The Environmental Protection Agency (EPA) announced on Tuesday evening (May 31, 2022) that it has renewed the Environmental Permit for Esso Exploration and Production Guyana’s (EEPGL) Liza Phase 1 Project within the Stabroek Block for a further period of five years. Once again, the permit holder, has been slapped with an increased fee for flaring via the Liza Destiny Floating, Production, Storage and Offloading (FPSO) vessel.
While the permit strictly prohibits routine flaring and venting, it now requires EEPGL to pay US$50 per tonne of carbon dioxide equivalents (CO2e) emitted as a result of flaring in excess of permitted periods.
Guyana Standard understands that this marks the highest sum to be levied in the event flaring is above stipulated limits, progressing from the US$30 fee that was first implemented last year.
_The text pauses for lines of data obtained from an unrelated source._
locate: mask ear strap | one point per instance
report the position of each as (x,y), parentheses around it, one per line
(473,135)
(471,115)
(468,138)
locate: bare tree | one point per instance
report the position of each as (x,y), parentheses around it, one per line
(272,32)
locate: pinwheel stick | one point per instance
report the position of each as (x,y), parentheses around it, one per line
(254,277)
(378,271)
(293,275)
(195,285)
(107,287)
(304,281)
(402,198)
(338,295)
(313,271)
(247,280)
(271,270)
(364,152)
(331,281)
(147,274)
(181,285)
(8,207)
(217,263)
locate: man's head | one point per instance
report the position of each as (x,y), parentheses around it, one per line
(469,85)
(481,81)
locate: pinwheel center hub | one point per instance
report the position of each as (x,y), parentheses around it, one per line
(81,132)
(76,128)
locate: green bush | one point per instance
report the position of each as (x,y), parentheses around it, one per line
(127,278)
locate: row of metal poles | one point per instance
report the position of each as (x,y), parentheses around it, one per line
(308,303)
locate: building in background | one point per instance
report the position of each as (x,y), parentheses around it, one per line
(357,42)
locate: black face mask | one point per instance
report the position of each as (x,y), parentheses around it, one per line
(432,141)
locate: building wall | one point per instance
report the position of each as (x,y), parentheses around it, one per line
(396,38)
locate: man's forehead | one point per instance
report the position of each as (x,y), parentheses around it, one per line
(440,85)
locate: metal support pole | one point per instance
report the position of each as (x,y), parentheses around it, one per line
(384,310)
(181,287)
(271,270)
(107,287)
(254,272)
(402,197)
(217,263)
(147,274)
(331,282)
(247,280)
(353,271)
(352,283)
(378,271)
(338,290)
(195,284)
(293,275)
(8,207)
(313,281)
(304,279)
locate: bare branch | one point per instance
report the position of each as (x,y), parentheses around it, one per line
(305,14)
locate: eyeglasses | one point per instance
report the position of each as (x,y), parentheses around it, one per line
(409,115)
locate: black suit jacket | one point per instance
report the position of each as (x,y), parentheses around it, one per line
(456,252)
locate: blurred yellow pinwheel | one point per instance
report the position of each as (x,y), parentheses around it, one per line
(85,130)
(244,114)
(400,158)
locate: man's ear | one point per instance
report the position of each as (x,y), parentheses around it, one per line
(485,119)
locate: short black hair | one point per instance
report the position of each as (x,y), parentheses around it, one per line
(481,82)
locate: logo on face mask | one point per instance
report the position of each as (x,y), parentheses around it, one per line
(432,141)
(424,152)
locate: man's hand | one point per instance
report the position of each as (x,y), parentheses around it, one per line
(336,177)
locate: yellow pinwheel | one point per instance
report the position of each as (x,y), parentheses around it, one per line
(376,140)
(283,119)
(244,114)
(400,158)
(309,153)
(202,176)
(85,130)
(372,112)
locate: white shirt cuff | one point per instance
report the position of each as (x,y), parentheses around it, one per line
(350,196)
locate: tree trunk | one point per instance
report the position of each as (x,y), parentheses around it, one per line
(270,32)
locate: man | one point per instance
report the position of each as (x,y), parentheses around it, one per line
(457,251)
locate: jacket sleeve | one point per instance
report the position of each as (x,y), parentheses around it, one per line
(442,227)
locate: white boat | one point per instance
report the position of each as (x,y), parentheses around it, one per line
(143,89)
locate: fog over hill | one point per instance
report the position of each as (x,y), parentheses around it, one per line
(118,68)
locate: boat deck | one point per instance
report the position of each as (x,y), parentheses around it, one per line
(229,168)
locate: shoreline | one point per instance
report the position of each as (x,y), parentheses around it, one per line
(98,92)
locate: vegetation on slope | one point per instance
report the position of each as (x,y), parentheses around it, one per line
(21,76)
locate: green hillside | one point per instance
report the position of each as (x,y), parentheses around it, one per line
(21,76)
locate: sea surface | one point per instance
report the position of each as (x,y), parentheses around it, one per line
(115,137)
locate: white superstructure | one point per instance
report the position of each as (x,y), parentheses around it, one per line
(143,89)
Another major change in the permit pertains to financial assurance. EPA explained that the permit ensures EEPGL is held liable for all costs associated with clean up, restoration and compensation for any pollution damage. EEPGL is also required to have financial assurance from its parent company, ExxonMobil Corporation to “cover well control, and/or clean up and third-party liability on terms that are market standard for that type of coverage”. Additionally, the permit requires a Parent Company/Affiliate Guarantee Agreement which keeps Guyana indemnified in the event EEPGL and its Co-Venturers file for bankruptcy.
Finally, the permit makes provision for the targeted monitoring of the effects of effluent discharges such as produced water, bilge water, cooling water and grey water. The document now requires the submission of the effects of these discharges every six months. Further, EEPGL is required to submit safety case information, including a risk assessment prior to the drilling and development of wells.